Теперь впотьмах раздался прерывистый его шепот:
— А всего не понять тебе. Не знаешь счету моего с Болховским–князем, не ведаешь, что присчитано к этому счету в Сибири–городе… в избе вот этой, — ночевали мы с ним… А начался счет на Дону. Голодный круг собрал Коза. Под кручей — будары, хлебом полны. Оттоль взошел он на майдан — с гордыней, мальчишка, князь, каты на веки вечные не положили отметок на его хребте. Я оборонил его, распалился народ, по клокам его б разорвали… Да тебе не упомнить, несмышленыш в те поры ты…
— Я не забыл.
— Не забыл?! Вишь, не забыл. Вон они, «веки вечные», с тобой мы, Гавря… — Потеплел его голос. — Летучий ты пух, да носило тебя моим ветром!
И рука атамана легла казаку на плечо.
— Малых–то, ребятишек, много ль у тебя?
— Не ведаю, батька. Как знать мне?
— Эх, Гавря, пушинкой и пролетишь, следа не врежешь.
Долго ничего больше не прибавлял атаман. А Гаврила подумал о жизни о своей, о людях, носимых по миру, как перекати–поле, и ему стало горько. Услышал неожиданно:
— А у меня жена была и сынишка рос. Один сынишка.
Изумленный, переспросил Гаврила:
— У тебя?
— Давно… сколько уж тому. А закрою глаза — и слышу: журавль скрипит. Кры–кры, кры–кры. Колодезь там, подле самой избы. А за бугорком речка, песочек белый. Все кораблики пускал мальчонка; из осинки выдолбит, палочку приладит и пустит. Беленький рос, не в меня — в мать.
— Кто ж была она?
— Аленкой звали…
— Померла?
— Нет, сам ушел. Той речкой уплыл. Плакала, билась. Попрекала: иную избу, с иной хозяйкой искать иду. Слабое бабье сердце…
— Шалеешь?
— Жалеть… Что она — жалость?
— Ты не жалей, — сказал Гаврила.
— Только вижу, как вчера было: стоит — и уж ни слезинки, глаза сухи, ровно каменная. Ожесточилась сердцем… Мысок набежал, скрыл, одно слышно — журавль скрипит: кры–кры.

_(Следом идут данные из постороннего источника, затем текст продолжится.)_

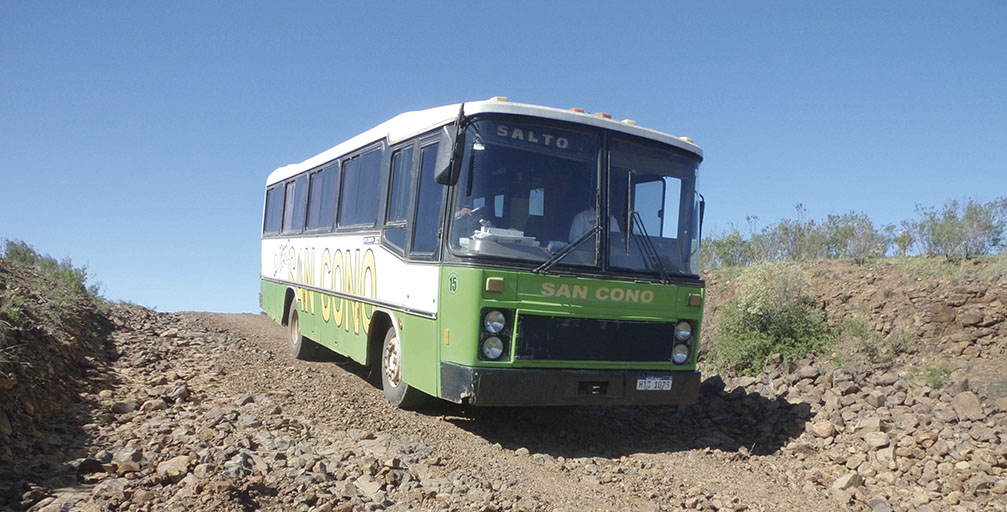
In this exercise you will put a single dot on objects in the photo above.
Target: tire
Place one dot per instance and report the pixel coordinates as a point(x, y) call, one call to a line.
point(399, 393)
point(300, 347)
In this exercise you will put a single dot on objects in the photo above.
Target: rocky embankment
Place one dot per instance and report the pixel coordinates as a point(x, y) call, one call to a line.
point(202, 411)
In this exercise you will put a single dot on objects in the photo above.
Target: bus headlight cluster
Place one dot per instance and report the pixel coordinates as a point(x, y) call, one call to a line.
point(493, 322)
point(680, 354)
point(683, 334)
point(492, 348)
point(494, 333)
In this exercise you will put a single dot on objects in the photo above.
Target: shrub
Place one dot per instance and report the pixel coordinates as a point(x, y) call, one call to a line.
point(61, 274)
point(775, 312)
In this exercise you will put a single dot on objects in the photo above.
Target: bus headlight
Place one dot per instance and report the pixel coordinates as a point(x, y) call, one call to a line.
point(683, 332)
point(680, 354)
point(493, 322)
point(492, 348)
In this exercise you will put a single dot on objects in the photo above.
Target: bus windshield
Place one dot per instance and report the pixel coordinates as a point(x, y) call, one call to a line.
point(529, 190)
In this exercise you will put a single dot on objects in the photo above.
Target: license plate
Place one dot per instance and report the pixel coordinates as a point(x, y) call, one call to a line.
point(654, 384)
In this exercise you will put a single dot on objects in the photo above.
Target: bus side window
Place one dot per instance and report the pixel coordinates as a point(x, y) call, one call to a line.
point(360, 187)
point(398, 199)
point(295, 203)
point(428, 205)
point(274, 211)
point(321, 199)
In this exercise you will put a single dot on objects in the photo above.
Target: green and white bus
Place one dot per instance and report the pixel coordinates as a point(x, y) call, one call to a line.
point(495, 253)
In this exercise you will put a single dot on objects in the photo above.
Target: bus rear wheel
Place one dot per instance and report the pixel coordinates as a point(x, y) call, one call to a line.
point(397, 391)
point(300, 347)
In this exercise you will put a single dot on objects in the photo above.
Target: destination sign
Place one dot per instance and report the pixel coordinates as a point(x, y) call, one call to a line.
point(543, 138)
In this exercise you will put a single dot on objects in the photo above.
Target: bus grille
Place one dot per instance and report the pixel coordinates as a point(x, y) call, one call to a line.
point(565, 339)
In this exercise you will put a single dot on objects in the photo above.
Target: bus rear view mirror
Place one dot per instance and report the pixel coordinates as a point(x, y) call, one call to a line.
point(444, 173)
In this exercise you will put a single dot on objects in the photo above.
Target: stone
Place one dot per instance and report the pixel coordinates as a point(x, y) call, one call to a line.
point(823, 428)
point(967, 406)
point(124, 407)
point(127, 454)
point(173, 469)
point(848, 481)
point(847, 388)
point(878, 505)
point(971, 318)
point(112, 488)
point(127, 467)
point(5, 427)
point(809, 372)
point(155, 404)
point(869, 424)
point(886, 457)
point(876, 439)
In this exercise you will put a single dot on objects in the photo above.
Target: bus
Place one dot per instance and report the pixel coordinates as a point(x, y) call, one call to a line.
point(494, 253)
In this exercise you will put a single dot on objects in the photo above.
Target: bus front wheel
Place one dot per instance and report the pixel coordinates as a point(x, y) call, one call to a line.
point(300, 347)
point(397, 391)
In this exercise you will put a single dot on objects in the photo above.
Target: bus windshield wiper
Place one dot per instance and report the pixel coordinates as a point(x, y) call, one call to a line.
point(543, 268)
point(646, 247)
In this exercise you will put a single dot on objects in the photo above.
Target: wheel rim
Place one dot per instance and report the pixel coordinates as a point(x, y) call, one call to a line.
point(391, 361)
point(295, 330)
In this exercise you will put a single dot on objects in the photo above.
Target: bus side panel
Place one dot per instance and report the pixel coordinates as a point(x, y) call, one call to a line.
point(460, 291)
point(272, 299)
point(339, 324)
point(420, 363)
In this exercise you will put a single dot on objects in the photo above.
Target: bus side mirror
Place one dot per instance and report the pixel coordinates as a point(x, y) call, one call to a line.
point(445, 172)
point(702, 213)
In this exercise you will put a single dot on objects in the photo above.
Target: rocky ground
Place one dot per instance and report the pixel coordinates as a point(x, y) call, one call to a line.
point(204, 411)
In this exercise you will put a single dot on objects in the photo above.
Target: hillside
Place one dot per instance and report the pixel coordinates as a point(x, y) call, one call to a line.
point(202, 411)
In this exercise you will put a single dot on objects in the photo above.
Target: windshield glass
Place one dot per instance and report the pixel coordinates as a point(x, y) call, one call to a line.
point(660, 187)
point(526, 192)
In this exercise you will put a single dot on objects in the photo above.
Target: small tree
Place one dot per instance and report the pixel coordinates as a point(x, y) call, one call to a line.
point(775, 312)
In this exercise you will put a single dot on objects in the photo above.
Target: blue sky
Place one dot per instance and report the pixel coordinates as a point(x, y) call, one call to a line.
point(136, 136)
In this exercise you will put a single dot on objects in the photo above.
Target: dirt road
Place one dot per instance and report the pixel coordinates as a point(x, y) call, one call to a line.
point(205, 411)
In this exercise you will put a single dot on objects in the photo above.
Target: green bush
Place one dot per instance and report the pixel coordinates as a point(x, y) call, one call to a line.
point(877, 349)
point(60, 275)
point(775, 312)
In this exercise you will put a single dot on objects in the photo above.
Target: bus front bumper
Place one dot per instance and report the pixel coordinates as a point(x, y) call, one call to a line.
point(518, 387)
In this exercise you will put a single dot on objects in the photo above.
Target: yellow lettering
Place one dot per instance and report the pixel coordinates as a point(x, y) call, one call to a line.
point(563, 291)
point(326, 270)
point(337, 302)
point(308, 275)
point(351, 284)
point(369, 281)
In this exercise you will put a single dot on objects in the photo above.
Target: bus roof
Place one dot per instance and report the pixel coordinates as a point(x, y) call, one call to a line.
point(406, 125)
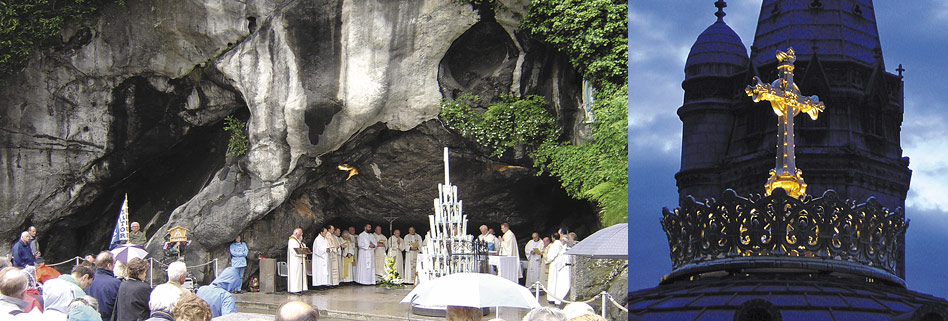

Он все возвращался к самому давнему.
— Жизни краю нет, пока дышит человек, так думал я тогда. Ищи свое! Иди, Ермак. Ночью лежишь тихо, на небо смотришь. Сколько звезд — и все будто одинакие, а приглянешься–разные. Прозваньям–то их прохожие, проезжие люди выучили, да мало тех прозваний: все больше вниз, под ноги, глядит себе человек — не вверх. Где я ни бывал, а ясная ночка — подыму глаза, узнаю звезды. Одни они кругом, значит, только чуть повыше аль чуть пониже на небе.